As on their debut, The Sniffers don’t hang about. Lead single Guided By Angels arrives on thunderous drums and a riff bristling with menace, and before 14 minutes have passed the album’s first three singles, plus two other tracks, have whistled by. It’s breathless and brilliant. Freaks To The Front is born out of a wail of feedback and quickly forms into a blistering speed thrash, Taylor asserting her right to a personal life as she raises a middle finger and roars “Get on my level or get out my way, Don’t bloody touch me, give me some space”. She tosses in a couple of C bombs for good measure, before Martens careers through an incendiary eight-second guitar break that says just about everything you need to say in a solo.

Choices hits an even more frantic tempo, founded on a formidable downtuned metal riff, the air thick with malevolence as Taylor eviscerates men who don’t respect her: “My voice my own, my body my own”. The most memorable chorus is delivered in Security, another adrenal charge that rides on the back of a thundering Stooges-esque riff and stretches to a practically prog 3 minutes, 48 seconds. Taylor, sick of being judged on her appearance, howls at a pub doorman, “I’m not looking for trouble, I’m looking for love”. The barbarous racket culminates in a wild pentatonic solo, a blitz of double stops and a towering stadium-rock finish that’s both excessively daft and utterly enlivening.

Amyl & The Sniffers

Lockdown seems to have been a time of personal growth for Taylor. On the single Hertz, she yearns for escapism, stating “I want to go see the country, I want to get out of here” and joined by saturated overdriven chords and dancing hi-hats on No More Tears, she’s searching for self-worth: “Wish I could love me for all of my flaws, like I love you for all of yours”.

There are signs of wider existential concerns creeping into the singer’s increasingly mature writing, too. She targets the handling of Australia’s deadly bushfires on the brutally hardcore Capital, with Martens’ riff channelling Iron Maiden’s Phantom Of The Opera. Taylor observes: “Australia’s burning, but I am not learning to be more conscious, Farmers pray for rain while the landscape torches.”

She saves some rage, too, for the toxic masculinity rock ’n’ roll has enabled for so long, with the disgraceful lack of safety for women in public places tackled on the down-tempo Knifey. Punctuated by slicing arpeggios and a melodic Stranglers-saluting bassline, Taylor is at her most unguarded as she pleads: “All I ever wanted was to walk by the river, see the stars, Please stop fucking me up, Out comes the knife, out comes my knifey, This is how we get home nightly.”

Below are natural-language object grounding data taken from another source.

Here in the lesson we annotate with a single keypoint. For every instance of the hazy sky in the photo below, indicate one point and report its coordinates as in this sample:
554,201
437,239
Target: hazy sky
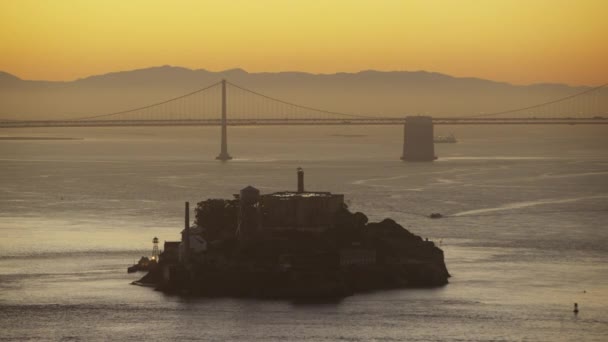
522,42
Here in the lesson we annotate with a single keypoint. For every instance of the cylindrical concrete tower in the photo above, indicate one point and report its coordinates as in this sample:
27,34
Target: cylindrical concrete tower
418,142
300,180
249,215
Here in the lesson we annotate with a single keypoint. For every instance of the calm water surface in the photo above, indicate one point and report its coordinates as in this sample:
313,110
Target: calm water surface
525,238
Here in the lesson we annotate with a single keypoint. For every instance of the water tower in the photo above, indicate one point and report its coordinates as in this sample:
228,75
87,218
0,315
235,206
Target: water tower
155,252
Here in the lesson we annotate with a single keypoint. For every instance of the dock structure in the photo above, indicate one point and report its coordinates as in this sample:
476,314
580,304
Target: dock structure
418,142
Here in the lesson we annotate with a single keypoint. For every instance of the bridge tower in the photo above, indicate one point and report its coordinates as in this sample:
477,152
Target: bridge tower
418,144
224,156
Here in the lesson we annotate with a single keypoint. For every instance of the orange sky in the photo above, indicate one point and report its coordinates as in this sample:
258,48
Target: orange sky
513,40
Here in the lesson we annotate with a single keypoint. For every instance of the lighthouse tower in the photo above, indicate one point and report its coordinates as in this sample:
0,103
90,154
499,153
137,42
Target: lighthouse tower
155,252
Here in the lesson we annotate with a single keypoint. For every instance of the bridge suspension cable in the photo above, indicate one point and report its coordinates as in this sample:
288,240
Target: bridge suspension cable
306,108
147,106
539,104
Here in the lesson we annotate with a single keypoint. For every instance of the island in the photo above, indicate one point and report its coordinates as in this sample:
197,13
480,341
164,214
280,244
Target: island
292,244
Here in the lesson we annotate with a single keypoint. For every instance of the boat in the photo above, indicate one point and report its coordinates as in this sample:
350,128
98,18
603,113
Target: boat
445,139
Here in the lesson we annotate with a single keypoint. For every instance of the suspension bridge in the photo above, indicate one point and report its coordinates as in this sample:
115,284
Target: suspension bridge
228,104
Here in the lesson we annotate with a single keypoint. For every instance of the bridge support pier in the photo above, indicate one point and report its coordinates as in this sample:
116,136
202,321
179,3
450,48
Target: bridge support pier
224,156
418,144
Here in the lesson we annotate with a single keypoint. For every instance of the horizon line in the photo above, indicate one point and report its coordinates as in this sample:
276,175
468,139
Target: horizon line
302,72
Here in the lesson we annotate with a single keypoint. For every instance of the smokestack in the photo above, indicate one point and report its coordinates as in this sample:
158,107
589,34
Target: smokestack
186,235
300,180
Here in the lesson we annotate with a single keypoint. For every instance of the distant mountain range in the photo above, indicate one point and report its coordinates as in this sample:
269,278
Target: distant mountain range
370,92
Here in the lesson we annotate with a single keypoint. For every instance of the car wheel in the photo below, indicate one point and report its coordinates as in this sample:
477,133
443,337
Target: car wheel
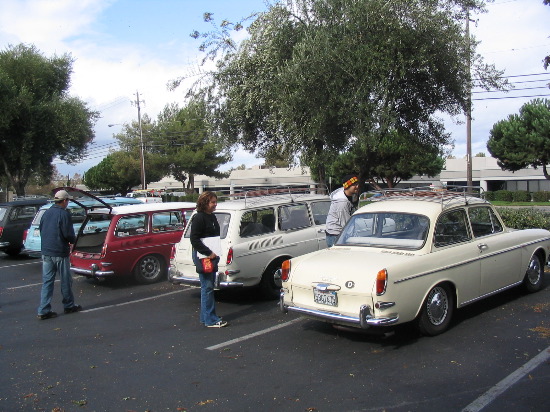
150,269
437,310
534,275
270,286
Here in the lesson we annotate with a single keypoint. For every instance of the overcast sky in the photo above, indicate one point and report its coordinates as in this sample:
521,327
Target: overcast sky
124,46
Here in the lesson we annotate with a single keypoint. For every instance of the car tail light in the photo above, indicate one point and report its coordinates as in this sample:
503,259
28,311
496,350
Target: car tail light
104,250
229,256
285,270
381,282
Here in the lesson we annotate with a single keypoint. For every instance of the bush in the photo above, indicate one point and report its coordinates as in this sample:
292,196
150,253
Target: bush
524,218
543,196
503,195
521,196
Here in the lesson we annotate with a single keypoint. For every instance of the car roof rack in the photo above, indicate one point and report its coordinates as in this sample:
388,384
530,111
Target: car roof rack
292,193
446,195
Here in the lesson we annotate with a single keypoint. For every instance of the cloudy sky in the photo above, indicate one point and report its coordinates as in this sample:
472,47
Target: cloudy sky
122,47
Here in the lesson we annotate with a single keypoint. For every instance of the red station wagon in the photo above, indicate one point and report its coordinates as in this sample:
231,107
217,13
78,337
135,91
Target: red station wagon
129,240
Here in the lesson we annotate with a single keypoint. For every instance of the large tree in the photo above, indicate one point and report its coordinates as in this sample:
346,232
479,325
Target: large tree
336,76
39,120
523,139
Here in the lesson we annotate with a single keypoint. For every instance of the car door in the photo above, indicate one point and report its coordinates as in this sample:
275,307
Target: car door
457,255
300,235
499,257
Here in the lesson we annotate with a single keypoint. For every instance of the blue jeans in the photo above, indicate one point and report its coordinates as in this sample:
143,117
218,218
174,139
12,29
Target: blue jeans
51,266
331,239
208,302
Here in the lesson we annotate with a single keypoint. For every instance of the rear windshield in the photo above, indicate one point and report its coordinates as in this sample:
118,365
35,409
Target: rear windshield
96,224
386,230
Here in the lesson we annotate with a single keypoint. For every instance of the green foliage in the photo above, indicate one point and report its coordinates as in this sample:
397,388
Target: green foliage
38,119
523,139
524,218
318,78
521,196
543,196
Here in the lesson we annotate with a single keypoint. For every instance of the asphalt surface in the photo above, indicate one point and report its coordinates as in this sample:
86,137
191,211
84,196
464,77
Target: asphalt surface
142,348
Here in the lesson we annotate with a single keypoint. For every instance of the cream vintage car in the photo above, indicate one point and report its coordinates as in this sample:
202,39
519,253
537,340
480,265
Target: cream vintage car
414,256
259,230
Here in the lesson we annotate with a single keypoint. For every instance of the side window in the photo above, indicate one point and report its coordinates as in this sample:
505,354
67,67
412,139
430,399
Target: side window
23,212
132,225
167,221
320,212
484,221
451,227
257,222
293,217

Comfort For Me culminates with Snakes, Taylor sounding a little like a still-relevant Johnny Rotten as she bellows: “I submit to change, I am just like the snake, Shed my skin, I want to change, But I know just how I was raised.”

With their second album, Amyl & The Sniffers have fulfilled those wishes, expanding the horizons of their world without sacrificing an ounce of the incandescent rage that made their debut such a thrill. Martens plays a blinder, unloading a suitcase full of classic rock, metal and punk riffs, while in Amy Taylor they have a fearless, literate punk talisman who has unlocked a whole new level in her writing.